Darryl “DMC” McDaniels

Darryl “DMC” McDaniels was one-third of the groundbreaking and trailblazing hip-hop group Run DMC but after achieving success in the 80’s, he decided to rebrand himself as a superhero. McDaniels was desperate to get into the graphic comic book business and he was featured as the hip-hop superhero in an alternate universe in his own comic book. The legendary rapper was looking to raise $100,000 to get his idea off of the ground but the campaign ended when he couldn’t even raise six grand.

Melissa Joan Hart

Melissa Joan Hart is best known for her work on “Clarissa Explains It All” and “Sabrina, the Teenage Witch” but she decided to ditch that wholesome image to make a movie. Hart turned to Kickstarter to raise $2 million for “Darci’s Walk of Shame.” But after a month into the campaign, the plug was pulled when just $50,000 was raised. Luckily, Hart still had her day job on “Melissa & Joey” to fall back on.

Shemar Moore

Shemar Moore taught all crowd funding users a very important lesson: if you don’t reach your goal with one platform, lower your goal and try another one.
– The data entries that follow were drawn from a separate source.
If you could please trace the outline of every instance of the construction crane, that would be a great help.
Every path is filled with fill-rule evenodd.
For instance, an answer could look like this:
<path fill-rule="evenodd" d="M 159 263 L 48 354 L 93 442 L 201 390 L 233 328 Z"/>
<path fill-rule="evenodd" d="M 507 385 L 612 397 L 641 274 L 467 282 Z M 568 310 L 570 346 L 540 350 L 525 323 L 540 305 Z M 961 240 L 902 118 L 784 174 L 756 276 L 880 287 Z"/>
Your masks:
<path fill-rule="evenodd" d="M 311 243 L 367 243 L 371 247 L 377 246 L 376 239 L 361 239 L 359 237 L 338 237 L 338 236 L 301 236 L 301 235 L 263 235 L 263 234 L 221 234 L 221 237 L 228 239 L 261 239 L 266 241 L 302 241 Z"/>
The “Young and the Restless” star turned to Kickstarter to raise $1.5 million for “The Bounce Back.” But with just $249,459 raised and one more day in the campaign to go, things were looking bleak. Instead of giving up, Moore took another stab at fundraising with Indiegogo. This time his goal of half a million dollars was more realistic and he managed to raise $638,483 in 60 days.

Ed Begley, Jr.

Ed Begley, Jr. made a name for himself as an actor and an environmentalist. Taking a page out of Al Gore’s book, the “St. Elsewhere” star decided he wanted to educate the masses on how to make the world’s greenest home through a web series. He turned to Kickstarter to raise $25,000 and ended up exceeding his goal by five grand. A year and a half after the campaign ended, “On Begley Street” made its debut online. Begley also had a reality show about clean living on the Planet Green network.

Eugene Mirman

In addition to celebrating comedy and making people laugh, the sole purpose of the Eugene Mirman Comedy Festival was to poke fun of other comedy festivals. Comedian Eugene Mirman and his friends turned to Kickstarter in 2011 to raise a measly $18,000 to keep the festival going in Brooklyn. It was so successful, the group returned to the crowd-funding platform the following year for an extra $5,000 to bring the festival to Boston and Cambridge.

Zach Braff

Zach Braff made his directorial debut in 2004 with “Garden State” and when he was ready to make the follow up a decade later, he turned to Kickstarter for funding. The “Scrubs” actor was looking to raise $2 million. He met that goal in just two days. After collecting more than $3 million when the campaign was over, Braff’s “Wish You Were Here” made its debut at the 2014 Sundance Film Festival and then enjoyed a limited release in theaters.

“Veronica Mars”

When “Veronica Mars” was cancelled in 2007, fans everywhere were in an uproar. A groundswell began to rise and people clamored for the female private eye to be brought to the big screen. In early 2013, show creator Rob Thomas and star Kristen Bell kicked off a Kickstarter campaign to fund a film. The goal was $2 million and incentives were offered to those that donated at least ten dollars. The goal was met within ten hours and more than $5 million was raised in the campaign. However “Veronica Mars” tanked at the box office and grossed less than $4 million worldwide.